This sweeping study tackles one of the biggest questions facing students of democracy today: does the demise of state socialism—and the resulting window of opportunity for liberal capitalism—necessarily mean that democratic development will follow? The authors grant that there is a significant and well-established correlation between capitalist development and democracy. In their studies of democratic development, however, they find numerous exceptions, and argue that this correlation often obscures more than it reveals. They offer as an alternative a more complex and contingent view of democratic development.

While political theorists from Karl Marx to Seymour Martin Lipset have assigned a key role to the bourgeoisie and professional classes in the building and consolidation of democracies, Rueschemeyer and his coauthors argue that these groups have played a more ambiguous role. While generally favoring private property, liberal freedoms, and their own political participation, the middle classes have opposed universal suffrage and political inclusion as often as they have promoted them. Adopting the protection of property and business prosperity as its top priority, the bourgeoisie has sometimes sought to expand, and at other times to curtail, the scope of democracy, depending on whether it most feared the depredations of a conservative, landlord-dominated state or the demands of radicalized workers and peasants.

This study distinguishes merely "liberal" states—which meet basic [End Page 150] standards regarding the rule of law, protection of private property, and certain political freedoms—from genuinely democratic states that feature universal suffrage and broad access to political institutions. A variety of states—from England's eighteenth-century oligarchy to the apartheid regime in South Africa—have built political institutions that appear liberal and democratic. Yet only small numbers of people in these nations enjoyed access to those institutions; true democracy was far from being attained. The authors argue that real democracy has developed only in cases where the working classes or small independent farmers have pushed for it in conjunction with liberal politicians and elements of the bourgeoisie.

This critical role of the working classes explains both the general correlation between capitalism and democracy and the uneven and oft-reversed pattern of democratization in so many countries. On the one hand, capitalism tends to foster democracy because its demand for free labor creates a powerful base of support for democratic movements, and because the growing complexity and autonomy of the state tend to reduce the sway of traditional elites. Gradually, as the direct power of conservative landowners over both labor and the state is reduced, the initial seeds of democracy can take root. On the other hand, capitalism also creates conflicts among elites and between classes that can render democracy unstable. Once democracy is more or less attained, increasingly radical economic demands from the working classes tend to push the bourgeoisie in a conservative direction, leading it to seek alliances with the military, church, or other conservative organizations to enforce social control. If sufficiently frightened, the middle classes may even support military intervention to "restore order." In short, it "was neither capitalists nor capitalism as such . . . that advanced the cause of political equality" (p. 302); rather, it is the "contradictions" of capitalism, involving the creation and exploitation of a large free laboring class, that explain both the increased incidence of efforts at democratization and their frequent reversal.

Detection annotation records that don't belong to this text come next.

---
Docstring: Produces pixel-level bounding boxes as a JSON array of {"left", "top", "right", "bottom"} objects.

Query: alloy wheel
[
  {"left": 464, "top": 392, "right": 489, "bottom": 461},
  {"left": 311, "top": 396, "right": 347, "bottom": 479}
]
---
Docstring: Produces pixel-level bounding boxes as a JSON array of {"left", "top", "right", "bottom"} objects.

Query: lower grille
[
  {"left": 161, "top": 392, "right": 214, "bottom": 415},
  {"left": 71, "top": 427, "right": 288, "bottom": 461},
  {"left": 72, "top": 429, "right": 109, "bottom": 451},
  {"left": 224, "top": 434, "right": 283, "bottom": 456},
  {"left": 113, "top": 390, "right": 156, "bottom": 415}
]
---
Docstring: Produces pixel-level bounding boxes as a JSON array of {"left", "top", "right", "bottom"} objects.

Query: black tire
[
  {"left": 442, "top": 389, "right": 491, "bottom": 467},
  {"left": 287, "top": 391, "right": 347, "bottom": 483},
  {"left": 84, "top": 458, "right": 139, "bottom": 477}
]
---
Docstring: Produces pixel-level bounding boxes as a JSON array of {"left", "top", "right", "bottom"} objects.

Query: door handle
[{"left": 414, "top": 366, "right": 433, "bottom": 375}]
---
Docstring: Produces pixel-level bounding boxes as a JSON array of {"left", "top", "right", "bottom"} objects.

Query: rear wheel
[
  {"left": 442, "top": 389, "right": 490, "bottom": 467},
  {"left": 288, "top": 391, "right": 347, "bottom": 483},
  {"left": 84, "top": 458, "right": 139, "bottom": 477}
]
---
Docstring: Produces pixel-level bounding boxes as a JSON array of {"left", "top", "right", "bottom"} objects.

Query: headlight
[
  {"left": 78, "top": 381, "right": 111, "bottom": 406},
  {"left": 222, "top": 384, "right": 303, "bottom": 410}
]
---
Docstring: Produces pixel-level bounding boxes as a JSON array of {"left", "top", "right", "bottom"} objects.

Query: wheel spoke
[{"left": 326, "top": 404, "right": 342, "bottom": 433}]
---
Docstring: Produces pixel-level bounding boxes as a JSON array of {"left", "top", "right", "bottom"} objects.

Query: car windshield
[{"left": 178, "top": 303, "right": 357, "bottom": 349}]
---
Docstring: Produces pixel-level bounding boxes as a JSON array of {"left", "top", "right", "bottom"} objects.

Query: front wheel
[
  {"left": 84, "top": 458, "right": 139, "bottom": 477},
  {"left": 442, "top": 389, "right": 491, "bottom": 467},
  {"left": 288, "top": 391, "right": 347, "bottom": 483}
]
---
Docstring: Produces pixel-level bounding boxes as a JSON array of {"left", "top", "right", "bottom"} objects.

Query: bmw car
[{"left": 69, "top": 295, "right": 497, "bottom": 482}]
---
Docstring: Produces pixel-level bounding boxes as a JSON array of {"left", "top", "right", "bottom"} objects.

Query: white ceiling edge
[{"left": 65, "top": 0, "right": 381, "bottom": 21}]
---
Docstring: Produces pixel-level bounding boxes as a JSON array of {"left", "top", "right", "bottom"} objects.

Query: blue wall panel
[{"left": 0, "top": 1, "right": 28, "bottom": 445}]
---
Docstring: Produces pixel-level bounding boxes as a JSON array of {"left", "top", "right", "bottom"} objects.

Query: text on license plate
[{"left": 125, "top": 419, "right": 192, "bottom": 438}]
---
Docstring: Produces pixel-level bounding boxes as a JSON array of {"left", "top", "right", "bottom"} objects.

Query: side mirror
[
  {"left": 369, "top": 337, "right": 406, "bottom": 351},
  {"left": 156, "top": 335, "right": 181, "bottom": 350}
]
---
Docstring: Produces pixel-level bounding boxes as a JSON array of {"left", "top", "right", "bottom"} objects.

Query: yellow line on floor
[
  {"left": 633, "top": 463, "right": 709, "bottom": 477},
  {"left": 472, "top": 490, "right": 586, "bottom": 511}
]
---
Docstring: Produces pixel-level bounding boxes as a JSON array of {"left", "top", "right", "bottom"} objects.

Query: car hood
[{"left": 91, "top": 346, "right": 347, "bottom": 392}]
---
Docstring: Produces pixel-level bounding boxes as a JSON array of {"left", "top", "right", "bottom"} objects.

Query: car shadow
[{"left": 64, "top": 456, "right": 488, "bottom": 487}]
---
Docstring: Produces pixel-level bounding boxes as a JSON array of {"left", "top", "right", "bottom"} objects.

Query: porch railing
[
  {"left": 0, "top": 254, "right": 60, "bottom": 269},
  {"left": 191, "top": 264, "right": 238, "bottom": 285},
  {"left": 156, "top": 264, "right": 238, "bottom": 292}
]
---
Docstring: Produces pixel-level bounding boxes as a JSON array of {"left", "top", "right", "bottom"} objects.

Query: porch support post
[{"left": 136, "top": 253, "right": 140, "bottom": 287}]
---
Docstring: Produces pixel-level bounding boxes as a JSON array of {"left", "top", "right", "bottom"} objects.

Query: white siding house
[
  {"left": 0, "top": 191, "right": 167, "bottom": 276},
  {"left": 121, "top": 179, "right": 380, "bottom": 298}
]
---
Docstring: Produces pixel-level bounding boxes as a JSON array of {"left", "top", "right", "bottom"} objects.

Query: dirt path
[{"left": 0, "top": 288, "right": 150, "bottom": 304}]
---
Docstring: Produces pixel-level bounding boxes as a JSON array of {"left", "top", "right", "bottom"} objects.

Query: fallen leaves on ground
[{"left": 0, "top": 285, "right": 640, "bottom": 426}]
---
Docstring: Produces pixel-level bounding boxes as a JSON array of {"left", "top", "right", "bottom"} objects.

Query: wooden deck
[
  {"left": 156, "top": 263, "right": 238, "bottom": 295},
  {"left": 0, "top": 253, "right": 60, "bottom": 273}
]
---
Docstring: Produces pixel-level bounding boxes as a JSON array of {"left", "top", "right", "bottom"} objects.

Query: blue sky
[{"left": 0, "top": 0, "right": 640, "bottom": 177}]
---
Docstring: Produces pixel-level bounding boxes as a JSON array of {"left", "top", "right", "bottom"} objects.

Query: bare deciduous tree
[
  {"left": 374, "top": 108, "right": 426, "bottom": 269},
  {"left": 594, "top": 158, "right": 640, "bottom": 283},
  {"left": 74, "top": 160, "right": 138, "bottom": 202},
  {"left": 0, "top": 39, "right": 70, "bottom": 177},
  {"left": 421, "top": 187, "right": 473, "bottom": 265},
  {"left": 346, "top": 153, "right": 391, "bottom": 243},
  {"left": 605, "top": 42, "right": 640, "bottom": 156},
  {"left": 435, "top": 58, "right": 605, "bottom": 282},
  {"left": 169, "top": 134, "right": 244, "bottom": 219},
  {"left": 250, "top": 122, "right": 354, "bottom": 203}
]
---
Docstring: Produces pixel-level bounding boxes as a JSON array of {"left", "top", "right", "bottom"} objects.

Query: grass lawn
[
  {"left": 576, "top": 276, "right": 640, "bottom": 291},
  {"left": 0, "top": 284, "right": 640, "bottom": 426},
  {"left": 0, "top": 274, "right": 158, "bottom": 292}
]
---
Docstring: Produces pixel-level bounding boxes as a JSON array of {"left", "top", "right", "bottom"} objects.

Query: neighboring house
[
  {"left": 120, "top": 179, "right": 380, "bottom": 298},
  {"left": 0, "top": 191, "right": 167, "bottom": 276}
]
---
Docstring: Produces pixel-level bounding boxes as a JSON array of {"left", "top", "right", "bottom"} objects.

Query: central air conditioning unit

The authors realize that the historical paths of different countries and regions vary markedly. They are also aware that their account raises the question of how it is possible for any capitalist democracy to achieve stability. In response to these concerns, they provide case studies drawn from three regions: Western Europe and Britain's former colonies in North America, Australia, and New Zealand; South America and Mexico; and Central America and the Caribbean. These case studies all reveal that two things are crucial to the rise of democracy: the impact of international forces—including economic dependence, military intervention, and colonialism—and the rise of political parties.

In examining Western Europe, North America, and the English-speaking Antipodes...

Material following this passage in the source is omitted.